Inscrever um imóvel no AL implica o apuramento de mais-valias, que são calculadas através da diferença entre o valor de aquisição do imóvel e o valor do imóvel à data em que é colocado no AL. Este valor calculado é tributado na Categoria G de rendimentos, ou seja, o imposto vai incidir sobre 50% do valor. Contudo, apesar desta mais-valia ser calculada, ela fica suspensa, não tendo o proprietário de a pagar.
A dor de cabeça vem quando o proprietário decide, mais tarde, retirar o imóvel do AL para a esfera pessoal (podendo colocá-lo no arrendamento tradicional), mas sem o vender. Nesta situação é calculada uma nova mais-valia e, desta vez, esta tem mesmo de ser paga. Aqui o cálculo é feito através da diferença entre o valor do imóvel no momento em que é retirado do AL e o valor do imóvel à data em que entrou para o AL. A este valor, que representa a valorização do imóvel durante este período, é aplicada uma tributação na Categoria B, ou seja, sobre 95% desse valor.
Assim, de acordo com a lei que está em vigor, quando retirar um imóvel do AL, o proprietário tem de pagar ao Estado impostos sobre duas mais-valias: a primeira mais-valia (desde que o imóvel é comprado até entrar no AL) e a segunda mais-valia (desde que o imóvel entra no AL até sair do AL).
O que propôs o Governo no OE2021?
Este regime atual é considerado por muitos fiscalistas, mas sobretudo pelo próprio setor do AL, como bastante penalizador para os proprietários.
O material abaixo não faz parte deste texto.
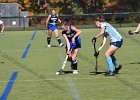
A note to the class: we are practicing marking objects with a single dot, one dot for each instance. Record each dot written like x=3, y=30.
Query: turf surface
x=36, y=79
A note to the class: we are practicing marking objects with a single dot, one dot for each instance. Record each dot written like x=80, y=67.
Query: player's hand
x=94, y=40
x=73, y=40
x=96, y=54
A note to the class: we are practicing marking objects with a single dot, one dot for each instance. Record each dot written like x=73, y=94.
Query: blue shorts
x=117, y=43
x=52, y=27
x=76, y=44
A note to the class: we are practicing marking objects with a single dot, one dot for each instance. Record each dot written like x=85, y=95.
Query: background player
x=73, y=41
x=115, y=43
x=2, y=27
x=51, y=22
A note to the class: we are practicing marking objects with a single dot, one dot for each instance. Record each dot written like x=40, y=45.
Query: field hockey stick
x=132, y=33
x=96, y=66
x=63, y=65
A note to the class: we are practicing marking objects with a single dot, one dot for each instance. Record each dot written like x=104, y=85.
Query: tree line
x=76, y=7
Foi por isso, e também numa tentativa de incentivar mais proprietários a passarem para o arrendamento tradicional, que o Governo propõs na proposta do OE2021 acabar com o pagamento desta mais-valia quando um imóvel sai do AL para a esfera privada (sem haver venda do mesmo). Contudo, ao mesmo tempo, o Executivo criou um novo encargo: um novo imposto, que funciona como uma espécie de compensação ao Estado.
O Governo propõe que este novo imposto seja pago em quatro anos e calculado de duas maneiras diferentes: dependendo se o proprietário tem contabilidade organizada ou regime simplificado. Na altura, em declarações ao ECO, o presidente da Associação do Alojamento Local em Portugal (ALEP) mostrou-se satisfeito, mas pediu cautela aos proprietários, precisamente por causa deste novo imposto.
Assim, de acordo com a proposta do Governo, esta “compensação” é calculada da seguinte forma:
Regime Simplificado
De acordo com a alínea b, do ponto 10 do Artigo 3.º da proposta do OE2021, quando o imóvel sai do AL é calculado imposto sobre 1,5% do valor patrimonial tributário (VPT) à data em que sai do AL multiplicado pelo número de anos em que o imóvel este afeto a este regime.
Exemplo: Um imóvel vale 50.000 euros e vou retirá-lo do AL ao fim de 10 anos. Então: 1,5% de 50.000 euros, multiplicado por 10. Isto daria 7.500 euros. Este valor vai ser considerado como rendimento, mesmo que o imóvel já não esteja no AL.
A mesma proposta diz que essa “compensação” será repartida ao longo de quatro anos. Ou seja, se o imóvel sair do AL em 2020, em 2020, 2021, 2022 e 2023 o proprietário vai acrescentar 1.875 euros (7.500 divididos por 4) à matéria coletável no IRS.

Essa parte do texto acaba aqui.